The “minimum shelf life” date on my bottle was 10-4-16, which I believe would be April 10, 2016 (other dates on the website appear to be Day/Month/Year which is the European standard). Internet sleuthing tells me Westy 12 is dated with a “Best By” of three years, so this bottle would have been bottled in 2013.
The beer poured very dark brown, with a thin white head that was very persistent. The beer lacked the characteristic “Belgian lace”, but as it’s rather thick and boozy it had decent “legs” in the glass. It shocked me how dark it was (and of course I neglected to take a picture of it) but I’m not sure what I was expecting, having never had this beer, or really even this style of beer before. Chimay Blue might be the closest I’ve had.

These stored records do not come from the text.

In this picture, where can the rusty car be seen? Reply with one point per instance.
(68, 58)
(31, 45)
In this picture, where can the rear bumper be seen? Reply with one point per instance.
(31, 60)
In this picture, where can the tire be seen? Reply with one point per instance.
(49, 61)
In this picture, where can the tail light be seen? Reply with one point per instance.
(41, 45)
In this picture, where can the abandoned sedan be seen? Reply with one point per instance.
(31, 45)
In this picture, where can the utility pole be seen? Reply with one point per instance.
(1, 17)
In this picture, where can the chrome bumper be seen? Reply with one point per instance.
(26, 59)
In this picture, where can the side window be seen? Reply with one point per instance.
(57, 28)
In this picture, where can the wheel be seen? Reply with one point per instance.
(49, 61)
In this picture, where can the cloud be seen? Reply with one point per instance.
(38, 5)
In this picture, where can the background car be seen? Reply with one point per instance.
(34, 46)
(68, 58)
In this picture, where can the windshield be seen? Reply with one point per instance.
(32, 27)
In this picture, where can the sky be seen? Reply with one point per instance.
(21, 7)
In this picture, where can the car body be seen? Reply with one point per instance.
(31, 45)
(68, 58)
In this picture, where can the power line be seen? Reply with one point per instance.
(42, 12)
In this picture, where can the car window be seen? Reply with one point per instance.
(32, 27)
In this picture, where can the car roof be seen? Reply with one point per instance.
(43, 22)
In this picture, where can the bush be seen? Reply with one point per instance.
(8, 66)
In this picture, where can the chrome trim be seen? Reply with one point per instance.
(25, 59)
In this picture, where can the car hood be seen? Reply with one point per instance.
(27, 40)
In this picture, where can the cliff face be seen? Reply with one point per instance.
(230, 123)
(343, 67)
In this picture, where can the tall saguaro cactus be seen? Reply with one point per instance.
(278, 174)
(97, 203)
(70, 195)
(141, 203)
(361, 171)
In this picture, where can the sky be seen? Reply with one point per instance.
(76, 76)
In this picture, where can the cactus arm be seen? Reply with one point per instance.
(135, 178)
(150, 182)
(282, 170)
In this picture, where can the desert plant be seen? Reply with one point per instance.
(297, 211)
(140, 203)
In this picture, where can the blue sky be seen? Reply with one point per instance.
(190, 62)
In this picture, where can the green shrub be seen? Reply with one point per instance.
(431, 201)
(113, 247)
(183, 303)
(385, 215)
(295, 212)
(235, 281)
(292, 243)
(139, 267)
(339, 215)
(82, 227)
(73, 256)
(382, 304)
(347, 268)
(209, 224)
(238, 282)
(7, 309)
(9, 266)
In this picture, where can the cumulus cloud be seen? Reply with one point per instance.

The aroma was strong with dark sugars and caramel and lacking in (my opinion) the traditional Belgian bubblegum esters and clove phenolics, perhaps due the the age? Very subdued aroma. Very slight bit of oxidation in the aroma as well, but holding up really well for a 3.5 year old bottle. Due, I’m sure, to the monk’s production and bottling procedures, so very well done. I did start to pick up some slight clove and vanilla as it warmed, so probably shame on me for serving it too cold.
Now, what the aroma lacks, the flavor more than makes up for. This is a powerfully flavored beer. Strong dark sugar flavors mixed with all manner of dark fruit. Pretty decent alcohol burn which should be expected to 10.2%. This beer is boozy and you start to feel it pretty quickly. I’ve had some big beers before but for whatever reason this one hit me hard.
Now, as far as overall impression goes, this is an extremely well made, well packaged, well stored beer. Without a doubt. Yet, while I don’t want to say it “didn’t live up to my expectations” since I think that may be too harsh, it wasn’t quite what I was expecting. Granted, I have no idea how I would have any idea what to expect, so I’m pretty much stuck in my own catch-22. Would I recommend it? Sure.. it’s a white whale for many people, the Holy Grail of beer that they search their whole life for. If you get a chance to try it by all means, do so. Try to keep the expectations to a minimum, which I believe it where I failed. It was a magnificent beer, but somehow didn’t fulfill what I was anticipating it to be. Someday I’d like to try one fresh, but I know how unlikely that is to happen. Thankfully 4 out of the 6 trappist breweries are available stateside. Westmalle, Rochefort, Chimay and Orval you can get here. The other two are Westvleteren and Achel (Which until I saw it on the Sint-Sixtus website I had never heard of).